Rise of the Planet of the Apes (2011) – A Review


A review of the 2011 sci-fi film Rise of the Planet of the Apes starring James Franco, Brian Cox, John Lithgow and Andy Serkis

Rise of Planet of the Apes Caesar

It seemed like a perfect pairing – a retelling of the 1968 classic Planet of the Apes and Tim Burton. Well, that didn’t exactly pan out. After that cinematic disappointment it cooled me on the idea of rebooting the franchise and thought it was probably better off left where it was. However, that’s not what Hollywood does and inevitably it would try to reignite the franchise going back to the beginning of the Ape story in 2011’s Rise of the Planet of the Apes.

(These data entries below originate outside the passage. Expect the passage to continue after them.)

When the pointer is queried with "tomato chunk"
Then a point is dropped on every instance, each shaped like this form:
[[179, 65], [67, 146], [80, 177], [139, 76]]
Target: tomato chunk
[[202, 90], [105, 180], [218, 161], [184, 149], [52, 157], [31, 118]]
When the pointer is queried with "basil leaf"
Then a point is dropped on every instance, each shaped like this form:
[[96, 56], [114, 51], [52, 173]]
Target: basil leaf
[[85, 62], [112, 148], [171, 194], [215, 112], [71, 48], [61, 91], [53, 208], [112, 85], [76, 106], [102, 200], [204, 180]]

And you know what? It’s pretty good! Set in modern day San Francisco, James Franco is a scientist (never thought I would enjoy a movie with that casting decision) who creates a new drug to cure Alzheimer’s and save his father (John Lithgow) who is suffering from it.

After being given the drug his father shows signs of improvement and Franco finds himself the proud owner of a Caesar, a chimp who also has the drug racing through his veins. Soon he learns this ‘cure’ isn’t what he had hoped and it affects humans and apes much differently. The makings of an apes revolt take shape with Caesar leading the charge.

Although a new Apes movie would easily generate attention and interest, I initially didn’t expect much from it and it ended up being a surprisingly entertaining film. The cast are very good in their roles – Franco, Lithgow, Freida Pinto, Brian Cox, but the movie really belongs to Andy Serkis, whose motion-capture performance of Caesar sells the entire story.

He conveys Caesar’s confusion, affection, sadness and eventual anger throughout the entire film. This ape is not just a CGI creation, but is a character you sympathize with. It’s another brilliant performance by Serkis following his Gollum from the Rings trilogy.

The film does the occasional shout-outs to the original with a few nods – a quote, here a reference there – but they’re fleeting and nicely handled. In the end it sets the stage for a continuation to the story, which apparently there are plans for it. It would certainly be something I’d be interested in seeing.